Tiga klub yang beruntung terdegradasi dari holding Liga Inggrispembayaran tunai dengan parasut dalam jumlah besar, kembali ke dunia yang lebih nyata, meskipun upah yang tidak nyata melebihi pendapatan. Kembali ke dunia sepak bola yang tidak tercemar oleh VAR yang keji, sebuah sistem yang dibenci oleh sebagian besar masyarakat yang membayar, tentu saja hal ini tidak akan berkelanjutan ketika para penggemar kembali secara massal.

Banyak di antara kita yang merasa terbebas dari depresi yang tak terelakkan melalui kesuksesan kampanye Marcus Rashford dan upaya banyak klub di komunitas lokal, meski kita putus asa karena hal itu bahkan diperlukan.
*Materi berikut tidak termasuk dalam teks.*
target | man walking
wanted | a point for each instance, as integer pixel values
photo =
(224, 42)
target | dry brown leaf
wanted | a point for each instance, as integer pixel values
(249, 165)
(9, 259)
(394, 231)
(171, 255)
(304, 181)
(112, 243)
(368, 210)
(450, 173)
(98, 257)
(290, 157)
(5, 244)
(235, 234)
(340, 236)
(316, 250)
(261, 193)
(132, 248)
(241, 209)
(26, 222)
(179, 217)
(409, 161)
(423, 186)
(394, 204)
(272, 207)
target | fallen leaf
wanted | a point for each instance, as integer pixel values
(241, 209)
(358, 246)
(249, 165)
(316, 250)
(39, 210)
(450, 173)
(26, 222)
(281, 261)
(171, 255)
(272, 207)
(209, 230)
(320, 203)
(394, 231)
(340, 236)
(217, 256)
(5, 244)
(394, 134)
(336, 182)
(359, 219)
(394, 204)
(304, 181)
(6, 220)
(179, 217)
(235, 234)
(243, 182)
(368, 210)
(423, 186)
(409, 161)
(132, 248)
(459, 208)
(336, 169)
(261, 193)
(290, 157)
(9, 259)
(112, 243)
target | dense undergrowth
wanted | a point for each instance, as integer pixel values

Negara macam apa yang kita tinggali, dimana empat juta anak hidup dalam kemiskinan dan bertahan hidup dari bank makanan untuk mengisi perut mereka?

Kita tetaplah bangsa yang tidak bahagia, yang dengan sengaja terpecah belah oleh kelas politik yang suka berbohong, yang sarat dengan obat-obatan antidepresan, minuman, obat-obatan dan makanan seperti kereta barang. Tidak ada negara yang merasa nyaman dengan dirinya sendiri yang begitu gemuk, terbius, tertekan, marah pada segala hal dan terhadap satu sama lain. Covid belum melakukan ini. Inilah yang telah dihasilkan oleh sistem ekonomi kita dan mereka yang menyebarkannya. Kadang-kadang rasanya seolah-olah orang-orang memperdebatkan hak untuk ditendang berulang kali di wajah oleh orang-orang yang membenci mereka. Tidak harus seperti ini.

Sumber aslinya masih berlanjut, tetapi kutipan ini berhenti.